A Web 1.0 é a popularização da rede em si, sua implementação e um veículo onde as pessoas buscavam informações tendendo a interagir com o ambiente. Já Web na 2.0, a que vivemos hoje, o conceito de busca por informação se ampliou, (vide o Google que hoje oferece mais de 30 pacotes de serviços relacionados a marca) o usuário não busca simplesmente a informação, ele constrói o que vai circular na rede sendo o combustível da grande máquina do mundo moderno. É o que chamamos de internet colaborativa. Como exemplo podemos citar oWikipedia. Enciclopédia virtual onde todos colaboram com informações para construção de artigos informativos.
Outra característica da contemporaneidade virtual é o relacionamento das pessoas através das redes sociais. No Brasil a rede mais utilizada ainda é o popular Orkut, que há algum tempo não apresenta inovações coerentes.
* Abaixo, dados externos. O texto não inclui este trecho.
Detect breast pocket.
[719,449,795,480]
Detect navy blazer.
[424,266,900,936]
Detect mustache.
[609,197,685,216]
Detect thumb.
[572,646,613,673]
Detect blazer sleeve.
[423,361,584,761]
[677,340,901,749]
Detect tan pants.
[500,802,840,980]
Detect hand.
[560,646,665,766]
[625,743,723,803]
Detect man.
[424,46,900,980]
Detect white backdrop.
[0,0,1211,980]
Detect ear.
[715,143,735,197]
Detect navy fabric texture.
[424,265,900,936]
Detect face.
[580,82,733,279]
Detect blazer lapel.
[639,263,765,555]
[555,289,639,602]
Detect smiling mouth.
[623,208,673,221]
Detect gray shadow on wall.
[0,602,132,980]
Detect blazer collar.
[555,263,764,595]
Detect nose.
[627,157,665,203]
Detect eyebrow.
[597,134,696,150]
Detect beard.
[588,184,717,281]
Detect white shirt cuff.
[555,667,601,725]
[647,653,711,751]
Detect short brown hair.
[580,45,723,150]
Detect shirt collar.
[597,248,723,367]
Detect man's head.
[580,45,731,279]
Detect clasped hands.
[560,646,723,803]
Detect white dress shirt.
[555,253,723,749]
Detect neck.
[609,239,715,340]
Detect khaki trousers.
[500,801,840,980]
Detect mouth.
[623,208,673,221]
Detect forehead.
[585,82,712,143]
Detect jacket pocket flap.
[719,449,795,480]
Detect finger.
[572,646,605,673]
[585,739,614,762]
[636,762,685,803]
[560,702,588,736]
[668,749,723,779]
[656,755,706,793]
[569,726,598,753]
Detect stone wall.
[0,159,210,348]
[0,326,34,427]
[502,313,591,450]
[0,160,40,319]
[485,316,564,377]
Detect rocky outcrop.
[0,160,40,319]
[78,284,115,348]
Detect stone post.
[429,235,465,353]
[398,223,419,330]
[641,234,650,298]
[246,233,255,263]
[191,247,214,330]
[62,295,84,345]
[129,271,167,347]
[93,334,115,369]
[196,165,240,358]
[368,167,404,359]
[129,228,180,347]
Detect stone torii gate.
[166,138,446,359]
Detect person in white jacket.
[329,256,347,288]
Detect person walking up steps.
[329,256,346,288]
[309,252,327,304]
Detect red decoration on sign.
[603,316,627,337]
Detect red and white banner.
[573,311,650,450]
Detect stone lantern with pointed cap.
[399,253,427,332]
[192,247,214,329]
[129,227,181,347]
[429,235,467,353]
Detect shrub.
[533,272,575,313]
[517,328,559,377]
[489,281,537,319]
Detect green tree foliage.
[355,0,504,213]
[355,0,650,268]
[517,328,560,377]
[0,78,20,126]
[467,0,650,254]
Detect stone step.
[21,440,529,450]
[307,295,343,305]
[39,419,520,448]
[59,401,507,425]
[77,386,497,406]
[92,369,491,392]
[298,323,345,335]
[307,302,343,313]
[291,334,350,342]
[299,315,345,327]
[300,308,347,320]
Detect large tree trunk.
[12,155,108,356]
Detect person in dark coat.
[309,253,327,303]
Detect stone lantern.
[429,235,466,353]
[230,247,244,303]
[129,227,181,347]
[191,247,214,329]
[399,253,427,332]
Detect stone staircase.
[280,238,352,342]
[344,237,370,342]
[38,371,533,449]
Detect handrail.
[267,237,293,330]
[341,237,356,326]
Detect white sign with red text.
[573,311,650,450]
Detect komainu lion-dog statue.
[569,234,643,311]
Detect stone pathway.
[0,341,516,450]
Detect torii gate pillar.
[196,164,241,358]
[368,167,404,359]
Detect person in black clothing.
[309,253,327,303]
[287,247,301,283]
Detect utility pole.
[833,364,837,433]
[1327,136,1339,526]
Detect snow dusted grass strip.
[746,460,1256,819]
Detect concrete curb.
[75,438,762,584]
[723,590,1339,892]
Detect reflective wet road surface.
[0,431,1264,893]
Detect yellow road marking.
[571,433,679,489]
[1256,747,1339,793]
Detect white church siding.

4508250820 578fcf1a62 z O futuro da Internet: Web 3.0

Acredito que as redes sociais tenham grande parcela de influência para o que tende ser a Web 3.0. Vou tomar o ascendente Twitter  para demonstrar as tendências do mundo virtual.

O Twitter criou a pergunta mais famosa do mundo há alguns anos: What are you doing? / O que você está fazendo? As pessoas começaram realmente respondendo esta pergunta: “Indo ao mercado” ou “Arrumando as malas para pegar a estrada..” E o que isso significa? A perda de privacidade ou a tentativa de transformar os adeptos da rede em personagens onde possam ter uma vida virtual? (Isso me lembra o falecido Second Life..) Minha resposta é simples: Os dois..

Porém o microblog traz mais que isso. O fato de sua resposta ter até 140 caracteres, prova que o usuário não tem muito tempo ou paciência, a informação tem que ser objetiva, rápida e de fácil entendimento. Ele acessa mais de 5 sites ao mesmo tempo, busca e cria informação o tempo todo, e precisa disso pra já. A vantagem: Traz para a vida das pessoas o poder de síntese. Podemos ver a integração do mundo vitual-real.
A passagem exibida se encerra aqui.